Arrest Hof van Justitie EU inzake verplichte registratie arbeidstijden

Jaar en kwartaal
2019, 2e kwartaal
Nummer
3

Bronnen:


  •  Hof van Justitie van de Europese Unie 14 mei 2019, ECLI:EU:C:2019:402, zaak C-55/18 (Federación de Servicios de Comisiones Obreras (CCOO)/Deutsche Bank SAE)
  • Hof van Justitie van de Europese Unie, Perscommuniqué nr. 61/19
  • Arbeidstijdenrichtlijn (Richtlijn 2003/88/EG van het Europees Parlement en de Raad van 4 november 2003 betreffende een aantal aspecten van de organisatie van de arbeidstijd, PB L 299, blz. 9)
  • Richtlijn betreffende de veiligheid en de gezondheid van de werknemers op het werk (Richtlijn 89/391/EEG van de Raad van 12 juni 1989 betreffende de tenuitvoerlegging van maatregelen ter bevordering van de verbetering van de veiligheid en de gezondheid van de werknemers op het werk, PB 1989, L 183, blz. 1).

In Spanje procedeerde een vakbond, de Federación de Servicios de Comisiones Obreras (CCOO), tegen de Deutsche Bank SAE in een collectieve actie om af te dwingen dat een systeem zou worden ingevoerd voor de registratie van het dagelijkse aantal gewerkte uren door het personeel van de bank. Voor de Spaanse rechter (de Audiencia Nacional) wordt tussen partijen getwist over de vraag of een dergelijke registratie verplicht is op grond van het Spaanse recht en/of op grond van het Europese recht, en dan met name artikel 31 lid 2 van het Handvest van de grondrechten van de Europese Unie (hierna: „Handvest”) en de artikelen 3, 5 en 6 van de Arbeidstijdenrichtlijn. Het gaat dan om de bepalingen inzake de dagelijkse rusttijd, de wekelijkse rusttijd en de maximale wekelijkse arbeidstijd. De Spaanse rechter stelt daarover prejudiciële vragen aan het Europese Hof van Justitie van de Europese Unie.

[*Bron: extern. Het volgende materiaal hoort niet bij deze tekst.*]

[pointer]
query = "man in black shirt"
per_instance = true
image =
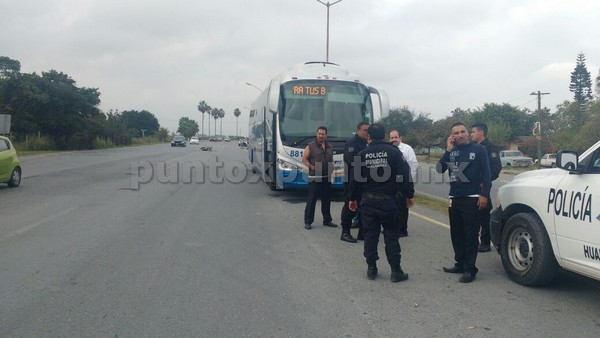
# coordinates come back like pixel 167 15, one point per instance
pixel 318 157
pixel 355 144
pixel 383 172
pixel 470 183
pixel 479 135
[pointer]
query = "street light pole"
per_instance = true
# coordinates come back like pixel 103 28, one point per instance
pixel 327 44
pixel 539 126
pixel 251 85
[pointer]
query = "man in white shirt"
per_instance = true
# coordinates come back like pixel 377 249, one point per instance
pixel 411 158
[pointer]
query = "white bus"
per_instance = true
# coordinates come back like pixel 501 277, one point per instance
pixel 285 117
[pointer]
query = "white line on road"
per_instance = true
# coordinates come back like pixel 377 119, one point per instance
pixel 36 224
pixel 444 225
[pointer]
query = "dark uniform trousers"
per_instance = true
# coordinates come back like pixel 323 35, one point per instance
pixel 374 213
pixel 484 222
pixel 348 215
pixel 402 218
pixel 318 187
pixel 464 232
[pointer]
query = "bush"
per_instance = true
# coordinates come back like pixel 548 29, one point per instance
pixel 102 143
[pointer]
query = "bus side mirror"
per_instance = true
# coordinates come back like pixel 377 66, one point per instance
pixel 274 92
pixel 381 110
pixel 567 160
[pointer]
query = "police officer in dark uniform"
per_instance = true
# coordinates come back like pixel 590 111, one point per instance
pixel 470 183
pixel 383 172
pixel 354 145
pixel 479 135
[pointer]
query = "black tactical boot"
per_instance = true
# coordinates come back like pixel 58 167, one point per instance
pixel 372 271
pixel 397 274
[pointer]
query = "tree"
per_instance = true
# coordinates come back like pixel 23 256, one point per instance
pixel 598 85
pixel 237 112
pixel 214 112
pixel 221 116
pixel 138 120
pixel 581 83
pixel 187 127
pixel 203 107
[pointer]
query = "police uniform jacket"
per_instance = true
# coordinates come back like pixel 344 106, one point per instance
pixel 384 171
pixel 354 145
pixel 321 158
pixel 469 170
pixel 495 164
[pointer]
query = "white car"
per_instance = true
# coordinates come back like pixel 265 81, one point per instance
pixel 548 160
pixel 550 219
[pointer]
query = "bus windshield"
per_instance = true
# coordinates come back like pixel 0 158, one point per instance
pixel 308 104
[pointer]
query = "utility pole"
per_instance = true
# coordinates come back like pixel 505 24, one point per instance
pixel 537 129
pixel 327 44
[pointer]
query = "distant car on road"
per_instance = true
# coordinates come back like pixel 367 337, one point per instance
pixel 514 158
pixel 178 141
pixel 548 160
pixel 10 167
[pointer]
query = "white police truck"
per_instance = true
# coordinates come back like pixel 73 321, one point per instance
pixel 549 219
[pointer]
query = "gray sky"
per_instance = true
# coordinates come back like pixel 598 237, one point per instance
pixel 432 56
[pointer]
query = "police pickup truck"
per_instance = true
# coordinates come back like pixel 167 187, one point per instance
pixel 549 219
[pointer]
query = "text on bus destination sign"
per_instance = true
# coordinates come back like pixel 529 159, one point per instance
pixel 309 90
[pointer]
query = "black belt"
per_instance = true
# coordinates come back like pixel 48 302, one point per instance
pixel 377 196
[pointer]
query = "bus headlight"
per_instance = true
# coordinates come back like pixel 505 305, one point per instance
pixel 285 165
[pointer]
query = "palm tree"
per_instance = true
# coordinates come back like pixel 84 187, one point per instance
pixel 214 112
pixel 203 107
pixel 221 116
pixel 236 113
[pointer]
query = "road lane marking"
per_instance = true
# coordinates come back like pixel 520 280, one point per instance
pixel 429 219
pixel 36 224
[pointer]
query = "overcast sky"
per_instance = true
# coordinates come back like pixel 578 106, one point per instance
pixel 432 56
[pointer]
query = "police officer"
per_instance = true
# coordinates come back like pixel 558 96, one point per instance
pixel 470 183
pixel 479 135
pixel 383 171
pixel 355 144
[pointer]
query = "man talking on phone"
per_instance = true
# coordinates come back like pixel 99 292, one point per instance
pixel 469 169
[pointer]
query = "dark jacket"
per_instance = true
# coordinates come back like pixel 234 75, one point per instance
pixel 352 147
pixel 321 158
pixel 383 171
pixel 469 170
pixel 495 164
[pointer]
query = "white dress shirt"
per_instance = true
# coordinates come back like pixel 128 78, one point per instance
pixel 411 158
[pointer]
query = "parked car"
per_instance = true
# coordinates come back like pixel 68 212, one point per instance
pixel 548 160
pixel 178 141
pixel 514 158
pixel 545 220
pixel 10 166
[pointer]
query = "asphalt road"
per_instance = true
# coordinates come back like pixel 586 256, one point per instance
pixel 105 244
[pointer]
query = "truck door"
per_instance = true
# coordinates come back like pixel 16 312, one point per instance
pixel 577 216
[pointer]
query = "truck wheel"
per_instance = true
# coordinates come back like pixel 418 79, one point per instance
pixel 526 251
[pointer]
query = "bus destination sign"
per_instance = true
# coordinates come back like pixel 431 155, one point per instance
pixel 309 90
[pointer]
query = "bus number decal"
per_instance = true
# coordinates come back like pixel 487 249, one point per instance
pixel 296 153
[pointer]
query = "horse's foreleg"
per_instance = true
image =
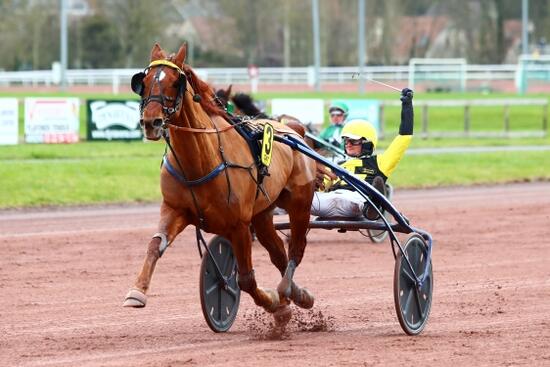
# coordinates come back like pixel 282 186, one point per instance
pixel 170 225
pixel 241 241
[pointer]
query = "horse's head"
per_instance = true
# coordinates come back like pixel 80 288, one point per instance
pixel 161 86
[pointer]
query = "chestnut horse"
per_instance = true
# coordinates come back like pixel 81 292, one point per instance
pixel 209 180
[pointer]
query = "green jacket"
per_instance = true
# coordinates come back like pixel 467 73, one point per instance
pixel 332 135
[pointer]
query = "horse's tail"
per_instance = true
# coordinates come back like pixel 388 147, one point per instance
pixel 245 103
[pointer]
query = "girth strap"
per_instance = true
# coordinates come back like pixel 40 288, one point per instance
pixel 190 183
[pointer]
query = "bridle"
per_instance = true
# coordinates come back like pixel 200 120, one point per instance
pixel 139 88
pixel 168 111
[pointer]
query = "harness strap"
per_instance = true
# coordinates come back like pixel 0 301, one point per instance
pixel 190 183
pixel 205 130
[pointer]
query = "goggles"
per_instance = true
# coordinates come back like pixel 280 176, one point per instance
pixel 353 141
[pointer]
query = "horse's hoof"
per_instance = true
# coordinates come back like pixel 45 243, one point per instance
pixel 282 315
pixel 274 297
pixel 135 298
pixel 302 297
pixel 284 288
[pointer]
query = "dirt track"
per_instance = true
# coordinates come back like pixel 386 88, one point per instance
pixel 64 273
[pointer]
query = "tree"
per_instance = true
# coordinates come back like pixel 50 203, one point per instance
pixel 99 42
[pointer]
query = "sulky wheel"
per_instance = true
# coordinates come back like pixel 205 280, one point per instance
pixel 413 302
pixel 220 295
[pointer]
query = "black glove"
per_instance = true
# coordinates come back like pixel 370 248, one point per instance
pixel 406 96
pixel 407 114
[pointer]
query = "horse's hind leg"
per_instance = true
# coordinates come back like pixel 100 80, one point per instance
pixel 263 224
pixel 266 234
pixel 170 225
pixel 241 241
pixel 299 213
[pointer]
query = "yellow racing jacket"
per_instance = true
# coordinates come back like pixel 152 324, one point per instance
pixel 366 168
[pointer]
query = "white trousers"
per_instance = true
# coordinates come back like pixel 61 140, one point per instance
pixel 337 203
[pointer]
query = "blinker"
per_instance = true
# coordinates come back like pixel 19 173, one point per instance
pixel 137 83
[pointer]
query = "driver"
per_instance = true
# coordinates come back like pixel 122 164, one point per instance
pixel 339 199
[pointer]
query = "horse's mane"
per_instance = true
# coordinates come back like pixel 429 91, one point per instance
pixel 207 100
pixel 245 103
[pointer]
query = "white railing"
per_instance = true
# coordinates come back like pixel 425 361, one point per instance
pixel 267 75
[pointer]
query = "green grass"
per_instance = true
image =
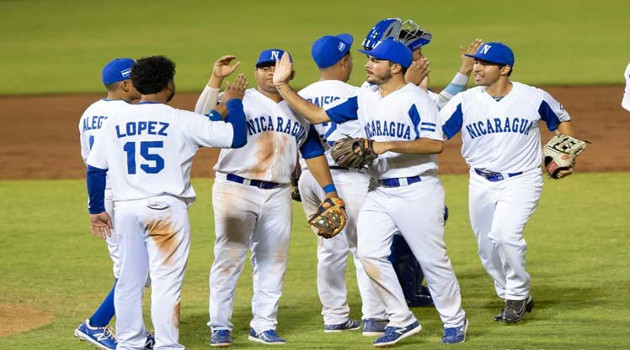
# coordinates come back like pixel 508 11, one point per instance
pixel 577 257
pixel 60 46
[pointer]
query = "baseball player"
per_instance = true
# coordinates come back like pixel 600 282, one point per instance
pixel 332 56
pixel 147 150
pixel 120 92
pixel 625 102
pixel 499 122
pixel 405 195
pixel 416 37
pixel 252 205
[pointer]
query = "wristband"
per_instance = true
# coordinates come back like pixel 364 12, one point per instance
pixel 329 188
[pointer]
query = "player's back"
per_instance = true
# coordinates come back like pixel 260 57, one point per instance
pixel 92 120
pixel 148 149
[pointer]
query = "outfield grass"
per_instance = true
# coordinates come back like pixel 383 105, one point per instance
pixel 60 46
pixel 577 257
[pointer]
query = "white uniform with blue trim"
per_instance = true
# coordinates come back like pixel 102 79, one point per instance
pixel 252 209
pixel 404 197
pixel 332 254
pixel 148 150
pixel 89 126
pixel 501 144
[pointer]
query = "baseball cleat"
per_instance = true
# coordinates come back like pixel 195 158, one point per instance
pixel 395 334
pixel 374 327
pixel 349 325
pixel 101 337
pixel 515 309
pixel 454 335
pixel 221 338
pixel 267 337
pixel 150 342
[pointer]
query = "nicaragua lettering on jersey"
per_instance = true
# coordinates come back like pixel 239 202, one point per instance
pixel 265 123
pixel 499 125
pixel 94 122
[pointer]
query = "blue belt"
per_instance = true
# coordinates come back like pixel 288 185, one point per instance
pixel 397 182
pixel 265 185
pixel 494 177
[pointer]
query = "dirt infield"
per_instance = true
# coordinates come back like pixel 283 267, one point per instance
pixel 39 134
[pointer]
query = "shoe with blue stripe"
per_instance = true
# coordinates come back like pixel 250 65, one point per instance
pixel 374 327
pixel 101 337
pixel 395 334
pixel 267 337
pixel 454 335
pixel 221 338
pixel 350 325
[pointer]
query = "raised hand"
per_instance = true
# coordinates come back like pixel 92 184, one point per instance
pixel 283 71
pixel 236 90
pixel 468 62
pixel 418 71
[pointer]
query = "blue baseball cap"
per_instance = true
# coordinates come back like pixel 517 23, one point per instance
pixel 391 50
pixel 117 70
pixel 498 53
pixel 270 56
pixel 328 49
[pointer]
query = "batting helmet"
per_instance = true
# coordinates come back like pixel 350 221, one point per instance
pixel 389 27
pixel 413 35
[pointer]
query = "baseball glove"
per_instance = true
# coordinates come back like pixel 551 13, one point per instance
pixel 353 152
pixel 330 217
pixel 560 153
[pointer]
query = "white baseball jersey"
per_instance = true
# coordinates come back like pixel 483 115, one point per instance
pixel 404 115
pixel 326 94
pixel 148 149
pixel 502 136
pixel 92 120
pixel 268 156
pixel 625 103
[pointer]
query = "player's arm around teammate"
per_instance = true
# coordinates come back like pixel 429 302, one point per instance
pixel 148 149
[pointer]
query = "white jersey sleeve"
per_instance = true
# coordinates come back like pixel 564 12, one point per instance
pixel 625 103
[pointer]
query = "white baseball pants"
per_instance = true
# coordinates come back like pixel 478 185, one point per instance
pixel 332 254
pixel 247 217
pixel 417 212
pixel 153 237
pixel 498 214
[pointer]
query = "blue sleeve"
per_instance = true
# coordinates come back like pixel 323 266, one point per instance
pixel 547 114
pixel 96 189
pixel 214 116
pixel 236 117
pixel 454 123
pixel 312 147
pixel 345 111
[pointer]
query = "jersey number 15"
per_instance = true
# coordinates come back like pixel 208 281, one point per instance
pixel 145 151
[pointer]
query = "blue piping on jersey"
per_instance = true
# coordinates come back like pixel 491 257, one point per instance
pixel 547 114
pixel 454 123
pixel 96 189
pixel 236 117
pixel 312 147
pixel 415 119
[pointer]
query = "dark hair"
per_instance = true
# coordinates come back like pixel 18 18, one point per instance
pixel 151 75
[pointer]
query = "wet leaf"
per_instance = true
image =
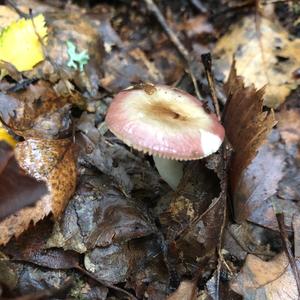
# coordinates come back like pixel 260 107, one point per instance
pixel 38 111
pixel 296 227
pixel 246 124
pixel 118 262
pixel 7 16
pixel 272 280
pixel 82 30
pixel 52 161
pixel 265 56
pixel 192 218
pixel 186 291
pixel 272 178
pixel 99 215
pixel 17 189
pixel 131 172
pixel 6 137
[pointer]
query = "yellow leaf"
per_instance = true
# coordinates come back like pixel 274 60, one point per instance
pixel 20 45
pixel 5 136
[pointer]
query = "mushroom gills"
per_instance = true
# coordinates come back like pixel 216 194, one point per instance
pixel 170 170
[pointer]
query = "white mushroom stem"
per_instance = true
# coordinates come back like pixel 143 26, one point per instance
pixel 170 170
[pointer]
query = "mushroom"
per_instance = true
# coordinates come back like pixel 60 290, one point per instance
pixel 167 123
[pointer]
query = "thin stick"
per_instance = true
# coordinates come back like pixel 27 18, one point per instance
pixel 206 60
pixel 105 283
pixel 287 248
pixel 152 7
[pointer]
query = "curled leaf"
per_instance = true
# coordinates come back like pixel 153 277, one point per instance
pixel 49 160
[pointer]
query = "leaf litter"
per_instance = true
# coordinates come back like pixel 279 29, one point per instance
pixel 109 227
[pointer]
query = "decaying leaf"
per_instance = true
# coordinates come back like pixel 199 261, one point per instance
pixel 246 125
pixel 82 31
pixel 49 160
pixel 296 227
pixel 261 280
pixel 99 215
pixel 17 189
pixel 186 291
pixel 265 56
pixel 7 16
pixel 20 44
pixel 5 136
pixel 272 178
pixel 38 111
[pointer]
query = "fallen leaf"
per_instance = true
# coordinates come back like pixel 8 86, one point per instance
pixel 271 280
pixel 272 178
pixel 246 124
pixel 7 16
pixel 187 290
pixel 82 30
pixel 49 160
pixel 99 215
pixel 265 56
pixel 296 227
pixel 6 137
pixel 17 189
pixel 38 111
pixel 24 32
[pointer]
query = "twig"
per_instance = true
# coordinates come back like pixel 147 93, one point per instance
pixel 287 248
pixel 105 283
pixel 206 60
pixel 152 7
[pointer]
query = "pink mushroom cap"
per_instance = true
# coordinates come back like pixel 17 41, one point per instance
pixel 164 121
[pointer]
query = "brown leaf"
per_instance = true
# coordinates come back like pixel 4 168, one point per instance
pixel 265 56
pixel 246 125
pixel 49 160
pixel 261 280
pixel 272 178
pixel 186 291
pixel 82 30
pixel 296 227
pixel 99 215
pixel 38 111
pixel 17 189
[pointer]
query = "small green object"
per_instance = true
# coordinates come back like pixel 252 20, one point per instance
pixel 76 59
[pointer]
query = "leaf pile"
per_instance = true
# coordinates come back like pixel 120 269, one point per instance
pixel 85 216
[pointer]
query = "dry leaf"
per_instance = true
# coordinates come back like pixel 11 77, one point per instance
pixel 7 16
pixel 38 111
pixel 20 42
pixel 17 189
pixel 5 136
pixel 265 56
pixel 49 160
pixel 82 31
pixel 186 291
pixel 296 227
pixel 273 176
pixel 246 125
pixel 261 280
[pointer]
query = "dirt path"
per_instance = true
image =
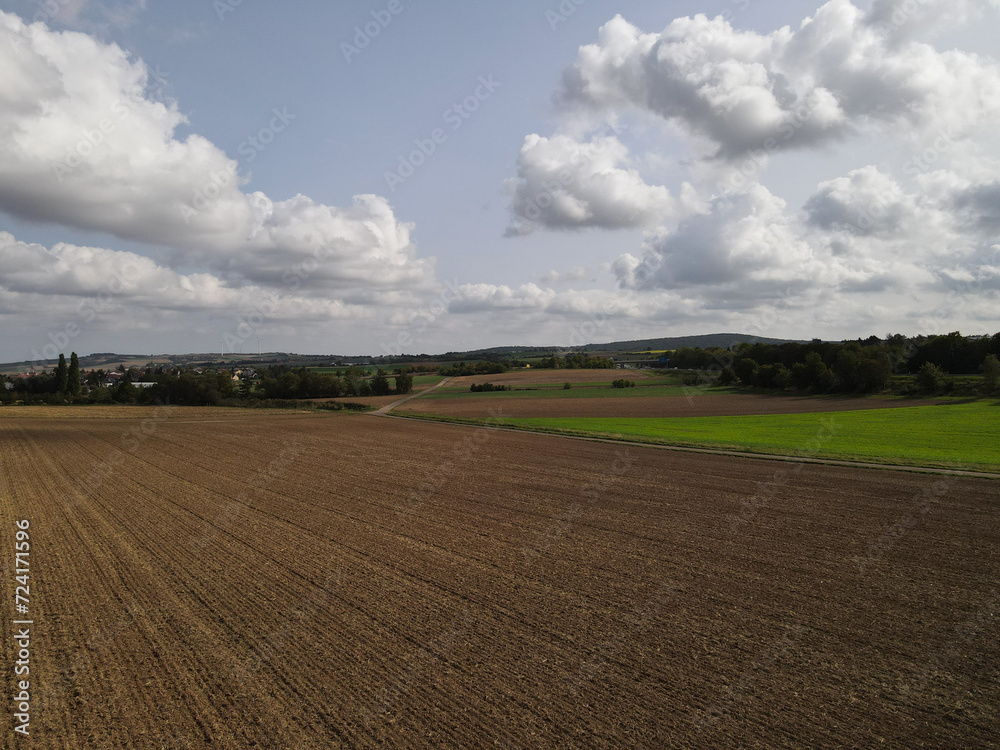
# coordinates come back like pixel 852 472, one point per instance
pixel 389 407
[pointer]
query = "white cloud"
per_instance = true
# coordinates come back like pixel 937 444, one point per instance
pixel 746 241
pixel 565 184
pixel 82 144
pixel 734 90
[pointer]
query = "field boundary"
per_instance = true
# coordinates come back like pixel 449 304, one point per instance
pixel 694 449
pixel 389 407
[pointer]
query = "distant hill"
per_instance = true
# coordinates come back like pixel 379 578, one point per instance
pixel 705 341
pixel 109 360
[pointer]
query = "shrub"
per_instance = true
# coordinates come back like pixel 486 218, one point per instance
pixel 931 379
pixel 488 388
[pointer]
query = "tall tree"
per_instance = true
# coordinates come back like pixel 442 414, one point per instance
pixel 380 384
pixel 991 373
pixel 73 385
pixel 62 375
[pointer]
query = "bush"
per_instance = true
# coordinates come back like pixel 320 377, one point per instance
pixel 991 373
pixel 931 379
pixel 727 376
pixel 745 369
pixel 488 388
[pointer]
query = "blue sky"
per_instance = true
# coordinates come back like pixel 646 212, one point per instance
pixel 593 172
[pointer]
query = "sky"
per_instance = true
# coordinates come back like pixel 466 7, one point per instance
pixel 399 176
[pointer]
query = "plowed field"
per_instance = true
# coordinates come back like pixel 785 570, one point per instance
pixel 344 580
pixel 637 405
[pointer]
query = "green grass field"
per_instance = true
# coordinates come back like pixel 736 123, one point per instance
pixel 959 435
pixel 581 390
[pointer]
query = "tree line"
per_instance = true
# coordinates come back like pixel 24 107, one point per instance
pixel 185 387
pixel 861 366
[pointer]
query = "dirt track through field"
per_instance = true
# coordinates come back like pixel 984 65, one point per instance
pixel 342 581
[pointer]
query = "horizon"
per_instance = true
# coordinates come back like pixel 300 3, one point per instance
pixel 447 177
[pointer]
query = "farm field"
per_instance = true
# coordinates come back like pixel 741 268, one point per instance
pixel 941 432
pixel 234 579
pixel 637 402
pixel 960 436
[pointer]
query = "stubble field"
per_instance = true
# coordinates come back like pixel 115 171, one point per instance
pixel 217 578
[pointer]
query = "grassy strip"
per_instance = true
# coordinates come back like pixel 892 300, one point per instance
pixel 958 436
pixel 583 390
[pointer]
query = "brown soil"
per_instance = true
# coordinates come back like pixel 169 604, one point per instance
pixel 543 377
pixel 482 407
pixel 350 581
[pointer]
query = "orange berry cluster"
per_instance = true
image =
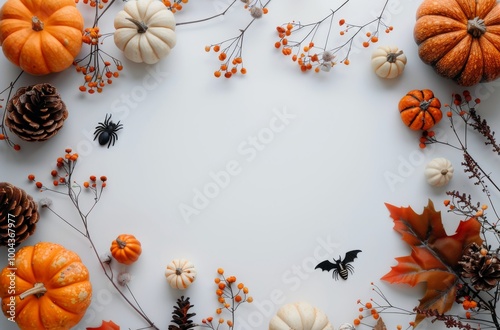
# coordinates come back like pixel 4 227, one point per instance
pixel 229 295
pixel 372 37
pixel 94 3
pixel 174 5
pixel 255 8
pixel 97 77
pixel 479 212
pixel 366 307
pixel 64 168
pixel 305 57
pixel 371 311
pixel 230 65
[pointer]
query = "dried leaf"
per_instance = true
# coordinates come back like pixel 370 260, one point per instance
pixel 106 325
pixel 380 325
pixel 434 257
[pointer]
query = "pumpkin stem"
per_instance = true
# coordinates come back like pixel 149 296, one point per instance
pixel 476 27
pixel 424 104
pixel 141 26
pixel 36 24
pixel 38 290
pixel 391 57
pixel 121 244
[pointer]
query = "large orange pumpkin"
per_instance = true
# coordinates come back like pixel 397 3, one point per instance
pixel 47 287
pixel 41 36
pixel 460 39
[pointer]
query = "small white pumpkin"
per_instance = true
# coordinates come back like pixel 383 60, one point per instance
pixel 299 316
pixel 180 273
pixel 145 31
pixel 388 62
pixel 439 172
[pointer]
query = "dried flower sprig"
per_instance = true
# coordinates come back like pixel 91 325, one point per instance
pixel 3 131
pixel 230 51
pixel 311 54
pixel 230 297
pixel 463 109
pixel 478 270
pixel 63 183
pixel 98 67
pixel 381 305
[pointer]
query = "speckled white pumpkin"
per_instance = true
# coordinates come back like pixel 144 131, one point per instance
pixel 388 62
pixel 439 172
pixel 180 273
pixel 299 316
pixel 145 31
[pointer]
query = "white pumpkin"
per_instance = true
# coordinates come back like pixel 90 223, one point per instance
pixel 300 316
pixel 180 273
pixel 438 172
pixel 145 31
pixel 388 62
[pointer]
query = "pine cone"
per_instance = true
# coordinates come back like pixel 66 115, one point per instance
pixel 181 316
pixel 36 113
pixel 481 267
pixel 18 215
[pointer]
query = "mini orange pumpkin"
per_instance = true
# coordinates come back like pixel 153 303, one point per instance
pixel 420 110
pixel 460 38
pixel 41 36
pixel 126 249
pixel 48 287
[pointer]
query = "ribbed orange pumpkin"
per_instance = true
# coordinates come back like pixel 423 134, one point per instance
pixel 47 287
pixel 126 249
pixel 460 39
pixel 41 36
pixel 420 110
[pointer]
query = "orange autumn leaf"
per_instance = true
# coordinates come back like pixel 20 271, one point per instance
pixel 434 257
pixel 106 325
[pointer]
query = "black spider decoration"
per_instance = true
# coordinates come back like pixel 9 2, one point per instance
pixel 339 266
pixel 106 132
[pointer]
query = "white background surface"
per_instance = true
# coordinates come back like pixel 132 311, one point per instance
pixel 315 191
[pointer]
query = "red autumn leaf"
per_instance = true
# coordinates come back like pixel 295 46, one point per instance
pixel 434 257
pixel 106 325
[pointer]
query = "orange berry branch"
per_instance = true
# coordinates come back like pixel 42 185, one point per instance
pixel 97 67
pixel 310 54
pixel 230 296
pixel 62 178
pixel 230 51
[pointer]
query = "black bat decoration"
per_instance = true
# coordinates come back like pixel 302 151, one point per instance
pixel 339 266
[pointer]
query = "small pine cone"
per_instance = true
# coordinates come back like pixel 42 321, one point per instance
pixel 36 113
pixel 18 215
pixel 181 316
pixel 481 267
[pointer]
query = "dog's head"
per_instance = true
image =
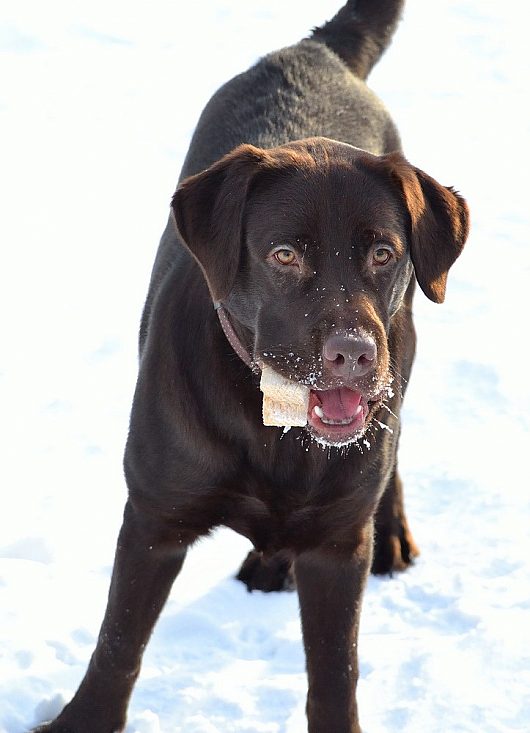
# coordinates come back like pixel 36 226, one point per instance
pixel 311 247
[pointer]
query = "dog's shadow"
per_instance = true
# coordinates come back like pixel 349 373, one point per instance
pixel 229 656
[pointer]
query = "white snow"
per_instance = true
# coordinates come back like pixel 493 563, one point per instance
pixel 97 103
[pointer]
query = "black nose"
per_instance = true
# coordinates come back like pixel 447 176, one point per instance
pixel 349 354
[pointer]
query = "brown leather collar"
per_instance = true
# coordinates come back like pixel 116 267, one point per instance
pixel 232 337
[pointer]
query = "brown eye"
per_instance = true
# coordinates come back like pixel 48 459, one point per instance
pixel 382 256
pixel 285 257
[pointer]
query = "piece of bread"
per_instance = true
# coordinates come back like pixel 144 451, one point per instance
pixel 285 402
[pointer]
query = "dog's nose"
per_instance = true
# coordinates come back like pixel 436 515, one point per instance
pixel 349 354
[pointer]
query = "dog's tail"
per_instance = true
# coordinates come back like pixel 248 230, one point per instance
pixel 361 32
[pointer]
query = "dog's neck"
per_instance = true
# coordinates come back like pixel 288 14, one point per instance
pixel 233 338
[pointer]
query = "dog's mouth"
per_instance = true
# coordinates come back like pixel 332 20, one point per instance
pixel 339 416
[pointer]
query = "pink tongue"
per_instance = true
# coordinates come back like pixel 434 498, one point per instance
pixel 339 404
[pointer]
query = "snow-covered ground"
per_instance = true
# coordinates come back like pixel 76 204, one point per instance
pixel 97 103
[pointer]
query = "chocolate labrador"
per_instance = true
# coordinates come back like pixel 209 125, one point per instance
pixel 296 238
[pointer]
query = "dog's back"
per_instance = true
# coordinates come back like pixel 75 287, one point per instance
pixel 314 88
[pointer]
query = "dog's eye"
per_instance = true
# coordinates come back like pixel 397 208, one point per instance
pixel 382 256
pixel 285 256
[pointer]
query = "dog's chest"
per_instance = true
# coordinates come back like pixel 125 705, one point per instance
pixel 298 499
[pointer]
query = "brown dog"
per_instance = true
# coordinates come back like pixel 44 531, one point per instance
pixel 309 249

Uit een onderzoek naar de werkende bevolking in Spanje in 2016 is gebleken dat 53,7% van de overuren in Spanje niet wordt geregistreerd. Uit rapporten van het Spaanse Ministerie van Werkgelegenheid en Sociale Zekerheid blijkt dat alleen kan worden vastgesteld of overuren zijn gemaakt als eerst het aantal normaal gewerkte uren exact bekend is.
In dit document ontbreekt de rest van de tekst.